Thalia Rebinsky  : Au départ, j’aime bien les fictions chirurgicales, un peu gores. C’est mon côté David Cronenberg [Rires]. Mais je n’avais jamais traîné dans les hôpitaux alors j’ai fait plusieurs stages pour préparer la série. Comme Nina, j’étais infirmière-stagiaire pendant une semaine à l’hôpital Henri Mondor à Créteil. Je me suis retrouvée dans des services où ils étaient tellement dépassés par le temps et l’afflux des patients qu’à la fin ils me demandaient même de participer. Après seulement, j’ai pu commencer à imaginer ce qu’était la vie des infirmières en réalité.

Que vous a apporté cette immersion dans ce milieu ?

Je me suis nourrie de cette atmosphère. J’ai pris des détails que l’on a par la suite insérés dans la série tels que le dispositif interne, les poses, les transmissions ou la hiérarchie au sein du personnel hospitalier…

Avez-vous été influencés par Grey’s Anatomy ?

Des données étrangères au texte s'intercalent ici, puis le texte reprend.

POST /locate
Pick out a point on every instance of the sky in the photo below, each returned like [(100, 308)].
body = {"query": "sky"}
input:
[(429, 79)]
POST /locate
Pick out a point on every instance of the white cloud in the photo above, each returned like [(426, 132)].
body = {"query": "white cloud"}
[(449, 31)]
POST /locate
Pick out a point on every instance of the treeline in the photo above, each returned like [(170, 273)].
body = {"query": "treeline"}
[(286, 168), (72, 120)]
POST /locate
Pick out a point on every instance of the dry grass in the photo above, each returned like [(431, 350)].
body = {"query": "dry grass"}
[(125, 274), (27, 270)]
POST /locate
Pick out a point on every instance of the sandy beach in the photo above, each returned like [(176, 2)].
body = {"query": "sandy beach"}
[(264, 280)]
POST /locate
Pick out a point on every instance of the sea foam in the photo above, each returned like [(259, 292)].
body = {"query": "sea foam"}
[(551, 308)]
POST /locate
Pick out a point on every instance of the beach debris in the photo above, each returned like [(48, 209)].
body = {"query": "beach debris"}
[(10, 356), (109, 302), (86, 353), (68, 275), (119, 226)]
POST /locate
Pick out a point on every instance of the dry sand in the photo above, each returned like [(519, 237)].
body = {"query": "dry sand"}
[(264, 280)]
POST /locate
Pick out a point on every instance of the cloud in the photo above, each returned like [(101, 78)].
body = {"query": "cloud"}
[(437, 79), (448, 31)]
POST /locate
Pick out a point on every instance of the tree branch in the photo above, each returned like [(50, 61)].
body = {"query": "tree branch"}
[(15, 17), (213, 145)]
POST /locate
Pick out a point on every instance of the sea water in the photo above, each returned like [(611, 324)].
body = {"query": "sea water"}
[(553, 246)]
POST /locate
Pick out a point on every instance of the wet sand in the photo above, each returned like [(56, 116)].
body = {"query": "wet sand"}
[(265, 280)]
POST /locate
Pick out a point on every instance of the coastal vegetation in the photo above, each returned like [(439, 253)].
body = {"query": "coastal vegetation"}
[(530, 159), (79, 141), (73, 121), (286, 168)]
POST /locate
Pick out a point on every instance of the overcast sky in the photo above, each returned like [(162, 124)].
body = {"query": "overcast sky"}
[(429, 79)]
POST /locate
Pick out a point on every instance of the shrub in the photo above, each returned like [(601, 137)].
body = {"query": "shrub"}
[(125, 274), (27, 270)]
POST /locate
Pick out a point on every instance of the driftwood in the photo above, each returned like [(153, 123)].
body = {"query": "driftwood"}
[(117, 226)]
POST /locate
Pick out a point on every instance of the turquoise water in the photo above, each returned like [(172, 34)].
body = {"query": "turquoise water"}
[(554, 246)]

Thalia : On n’y a pas du tout pensé au début. À l’écriture, nous avions l’impression que les cas médicaux étaient beaucoup plus forts que le côté soap que l’on peut retrouver dans Grey’s Anatomy. Pourtant, en voyant les épisodes, on a commencé à être rattrapés par cette série. Toutes les histoires humaines, que ce soit d’amitié ou d’amour, prenaient beaucoup plus de place que ce que nous avions imaginé. Mais heureusement, elles se goupillaient bien avec le reste. Finalement, nous ne sommes pas mécontents de cette comparaison. C’est une bonne série médicale à la fois main stream et intelligente.

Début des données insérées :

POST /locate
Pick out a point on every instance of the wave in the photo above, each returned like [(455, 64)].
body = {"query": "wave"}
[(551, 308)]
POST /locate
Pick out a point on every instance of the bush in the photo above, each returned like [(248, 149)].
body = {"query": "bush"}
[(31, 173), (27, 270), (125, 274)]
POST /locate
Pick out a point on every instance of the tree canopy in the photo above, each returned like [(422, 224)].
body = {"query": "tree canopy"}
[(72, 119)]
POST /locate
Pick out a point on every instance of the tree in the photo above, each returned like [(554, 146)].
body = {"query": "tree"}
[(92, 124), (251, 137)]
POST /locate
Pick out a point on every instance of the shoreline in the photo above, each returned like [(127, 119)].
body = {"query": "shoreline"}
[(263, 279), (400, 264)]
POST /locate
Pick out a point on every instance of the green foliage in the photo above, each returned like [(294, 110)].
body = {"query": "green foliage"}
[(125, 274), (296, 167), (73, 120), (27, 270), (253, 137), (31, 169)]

Alain : Quand on a commencé à écrire Nina, on était plutôt inspirés par The Good Wife qui est remarquablement écrit. La qualité n’est pas sacrifiée au nom du fait qu’il faut plaire au plus grand nombre. Nous aussi, on voulait créer une série autour d’un personnage féminin fort. On avait envie de faire quelque chose de sincère, sérieux et grand public. Très souvent, on n’aime pas une fiction, car il y a beaucoup de détails qui clochent. Donc on a eu envie que tout soit bien vissé et cohérent.

« Avec Nina, on raconte l’histoire de femmes fortes et libres »

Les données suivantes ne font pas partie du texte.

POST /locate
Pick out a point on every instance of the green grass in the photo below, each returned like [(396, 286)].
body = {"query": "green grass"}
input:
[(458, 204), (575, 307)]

La plupart des séries hospitalières sorties ces dernières années tournent autour des médecins. Pourquoi avoir choisi de représenter les infirmières ?

Alain : On ne voulait pas raconter une histoire avec des neurochirurgiens qui opèrent des tumeurs au laser dans des laboratoires. On souhaitait écrire sur les gens qui sont en bas de l’échelle et rament. Ce sont ceux que l’on connaît, que l’on croise quand on est à l’hôpital. On ne voit pas beaucoup les médecins dans les couloirs…

Thalia : Nous avons essayé au maximum de tordre la tête aux clichés. À chaque fois que l’on va à un endroit, on retombe systématiquement sur le contrepied. J’en suis assez fière.

Était-ce important de mettre en avant deux personnages féminins dans la série ?

Alain : Oui, d’emblée nous avons conçu le scénario comme cela. On a voulu parler de femmes fortes et libres.

Comment avez-vous trouvé les cas médicaux sur lesquels repose chaque épisode ?

Thalia  : Nous avions deux manières d’écrire. Souvent on avait envie de raconter une histoire donc on cherchait une pathologie qui allait faire fonctionner l’intrigue. On consultait Google, ou nous nous inspirions de notre histoire personnelle, ce qui est arrivé à notre vieil oncle Émile par exemple [Rires]. Puis on vérifiait la cohérence de tout cela avec nos intervenants médicaux. Ou à l’inverse, on se disait qu’il y avait une maladie qui nous intéressait particulièrement et on adaptait notre récit à ce cas.

« On a démarré sur quelque chose qui était plus pensé comédie et est devenu de plus en plus dramatique »

Comment le tournage s’est-il déroulé ?

Alain : On avait un confort formidable, on a pu tourner dans un vrai hôpital, à Villeneuve-Saint-Georges. Il y avait un étage en attente de travaux donc il était abandonné. Nous avons entièrement reconstruit un décor dedans. Par conséquent, on bénéficiait de toute l’infrastructure de l’hôpital, l’entrée des urgences, le scan et nous avions notre plateau privatisé. Comme cela, on n’embêtait ni les patients ni les soignants.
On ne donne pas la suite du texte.